I'll continue digging into this, hopefully we can get this to work in our project too, but this may take some time to figure out how.

I'll keep this ticket updated with my latest findings.

cevich commented 1 year ago

Thanks for looking into this. Yes, I too had problems with the docs. Ultimately I got my needs met by going the import-snapshot and register-image route. However the AWS import service is notoriously unreliable. Sometimes it times out after doing nothing, sometimes it reports the image is bad, then succeeds on a second attempt with the same image.

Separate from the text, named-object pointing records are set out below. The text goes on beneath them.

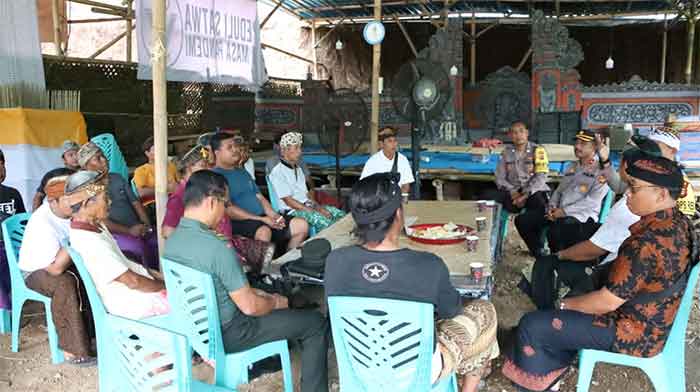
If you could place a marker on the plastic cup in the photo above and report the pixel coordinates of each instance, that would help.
(476, 271)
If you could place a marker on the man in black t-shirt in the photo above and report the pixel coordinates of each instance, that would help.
(379, 268)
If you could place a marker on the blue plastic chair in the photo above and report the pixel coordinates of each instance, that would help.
(100, 317)
(148, 358)
(12, 234)
(384, 345)
(193, 303)
(110, 149)
(666, 370)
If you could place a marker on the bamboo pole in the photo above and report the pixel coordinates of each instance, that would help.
(160, 112)
(376, 67)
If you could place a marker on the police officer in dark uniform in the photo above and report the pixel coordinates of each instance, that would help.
(574, 207)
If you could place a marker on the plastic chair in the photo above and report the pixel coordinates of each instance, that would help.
(110, 148)
(666, 370)
(193, 301)
(12, 233)
(100, 317)
(384, 345)
(148, 358)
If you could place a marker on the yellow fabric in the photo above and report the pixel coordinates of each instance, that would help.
(541, 160)
(686, 204)
(145, 175)
(45, 128)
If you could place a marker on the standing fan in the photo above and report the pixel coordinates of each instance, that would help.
(343, 127)
(419, 93)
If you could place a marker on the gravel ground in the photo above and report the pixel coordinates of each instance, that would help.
(31, 368)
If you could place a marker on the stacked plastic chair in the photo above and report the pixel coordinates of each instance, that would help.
(13, 232)
(384, 345)
(193, 302)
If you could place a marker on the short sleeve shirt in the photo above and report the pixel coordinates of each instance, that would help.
(196, 246)
(105, 262)
(403, 274)
(615, 230)
(652, 259)
(288, 181)
(48, 230)
(379, 163)
(242, 189)
(122, 196)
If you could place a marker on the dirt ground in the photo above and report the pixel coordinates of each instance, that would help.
(31, 368)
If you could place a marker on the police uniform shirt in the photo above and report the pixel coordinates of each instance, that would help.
(196, 246)
(526, 172)
(379, 163)
(581, 191)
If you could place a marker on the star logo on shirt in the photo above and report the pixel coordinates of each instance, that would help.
(375, 272)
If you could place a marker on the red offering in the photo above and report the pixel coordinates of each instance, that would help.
(426, 233)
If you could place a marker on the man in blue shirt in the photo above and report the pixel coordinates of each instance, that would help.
(251, 214)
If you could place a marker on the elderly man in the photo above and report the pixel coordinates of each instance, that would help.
(71, 165)
(48, 269)
(251, 214)
(574, 207)
(521, 174)
(389, 159)
(127, 289)
(289, 183)
(650, 273)
(249, 317)
(128, 221)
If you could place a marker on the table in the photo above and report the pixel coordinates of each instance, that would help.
(455, 256)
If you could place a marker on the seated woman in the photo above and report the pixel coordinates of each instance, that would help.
(253, 254)
(633, 313)
(289, 183)
(127, 289)
(380, 268)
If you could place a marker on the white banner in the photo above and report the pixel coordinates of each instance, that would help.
(207, 41)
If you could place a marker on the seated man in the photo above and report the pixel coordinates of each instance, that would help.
(70, 161)
(48, 269)
(650, 273)
(248, 317)
(389, 159)
(251, 214)
(405, 274)
(289, 183)
(127, 221)
(573, 210)
(127, 289)
(521, 174)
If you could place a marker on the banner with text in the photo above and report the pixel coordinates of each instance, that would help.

It's frustrating, but if I just keep smashing my "retry" button, eventually it spits an AMI out :confused:

lbajolet-hashicorp commented 1 year ago

Yes, I figured out after re-reading your first message and the related issue that import-snapshot + register-image would be a good fix for this problem. I considered superseding import-image by this route only, but if the service is unreliable I may just leave the choice up to the users, as initially proposed in the PR opened by the author of the other issue.

Anyway, I will likely open a PR soon for this, building on his work, I still need to iron out some testing as the post-processor is rather barren for now, and I would like to have at least a few safeguards to make sure I don't break everything when we merge this.

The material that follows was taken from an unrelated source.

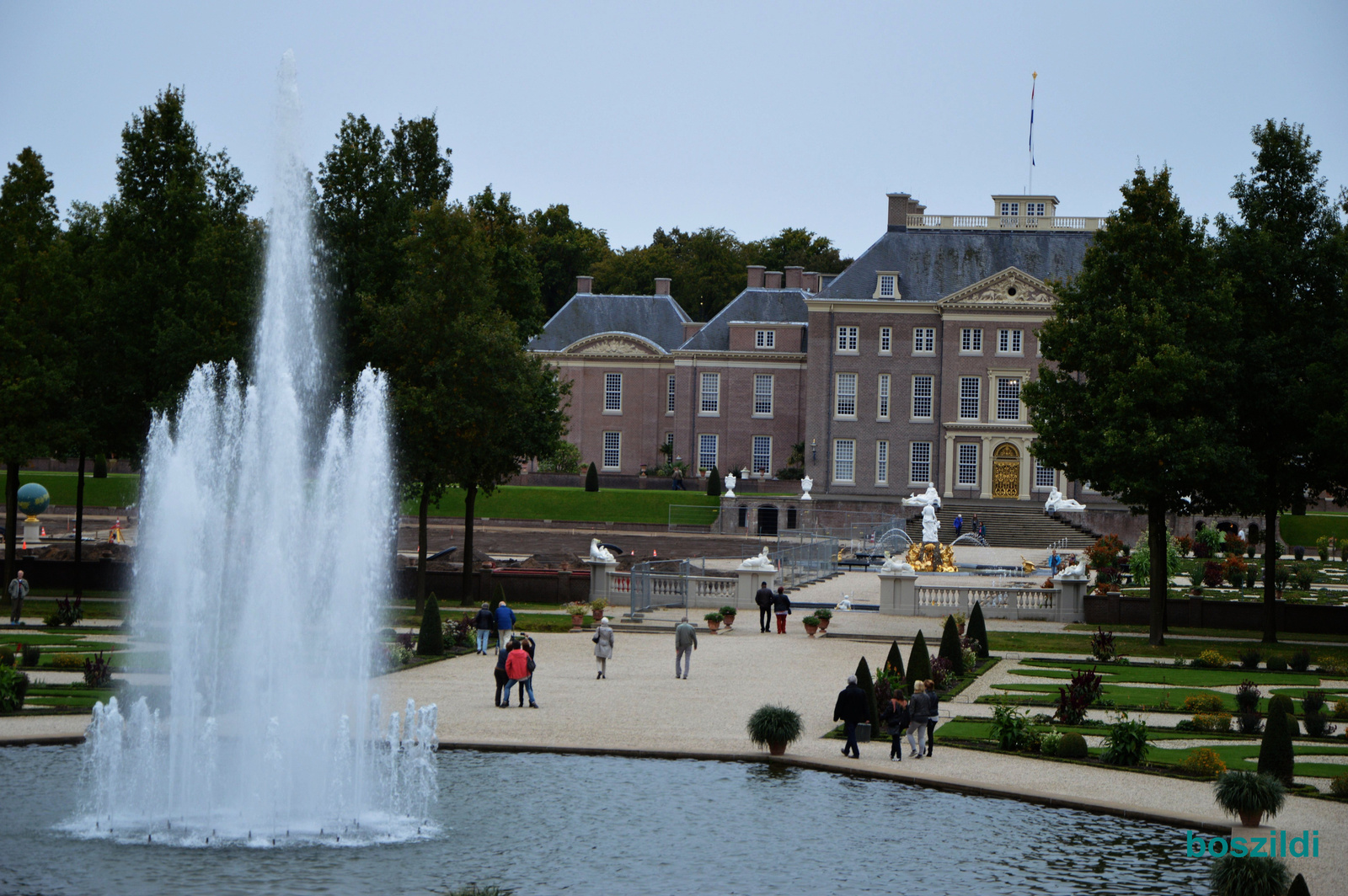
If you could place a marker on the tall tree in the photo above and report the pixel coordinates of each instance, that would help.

I'll keep this issue updated with my progress, when the PR is available if you're up to the task, I would very much like you to test it out, see if we have a working solution for your problem!

Thanks again for opening this and letting us know of the issue

cevich commented 1 year ago

Sure I'll gladly help test since it means moving off of a horrible manual hack/workaround-process I put in place. I've got a pile of warm, sharp, scalpels ready to slice my workaround out :rofl:

anish commented 1 year ago

@lbajolet-hashicorp I'm happy to take a look at this if you're busy . We implemented a temporary work around to do a snapshot import using terraform but have been working on arm support in packer as a long term fix

https://github.com/hashicorp/packer-plugin-qemu/pull/118 https://github.com/hashicorp/packer-plugin-googlecompute/pull/147

FenderDOOD commented 3 months ago

I think I figured this out.... Previously if you did not include the 'platform' parameter in your JSON file, the value 'linux' was assumed. That seems to no longer be the default behavior.

In your amazon inport block make sure you include a line that says: "platform": "linux",

  ...cut...
  "post-processors": [
    [
      {
        "type": "artifice",
        "keep_input_artifact": false,
        "files": [
          "{{user `TEMPDIR`}}/{{build_name}}.{{user `IMAGE_IMPORT_FORMAT`}}"
        ]
      },
      {
        "type": "amazon-import",
        "region": "SOMEWHERE",
        "s3_bucket_name": "IMPORT-BUCKET-NAME",
        "ami_users": [
          "1234567890"
        ],
        "ami_name": "{{build_name}}-{{user `IMG_SFX`}}",
        "boot_mode": "uefi",
        "format": "{{user `IMAGE_IMPORT_FORMAT`}}",
        "keep_input_artifact": false,
        "platform": "linux",
        "tags": {
          "Name": "{{build_name}}-{{user `IMG_SFX`}}",
          "arch": "x86_64",
          "release": "fedora-{{user `FEDORA_RELEASE`}}"
        }
      },
  ...cut...

Or "platform": "windows" if that is the case,

Hope that helps.

cevich commented 3 months ago

I think I figured this out.... Previously if you did not include the 'platform' parameter ... Or "platform": "windows" if that is the case,

Hope that helps.

Oh! This is really fantastic news and will (hopefully) let me simplify a complex workaround. I'll give your suggestion a try and close this if it fixes it.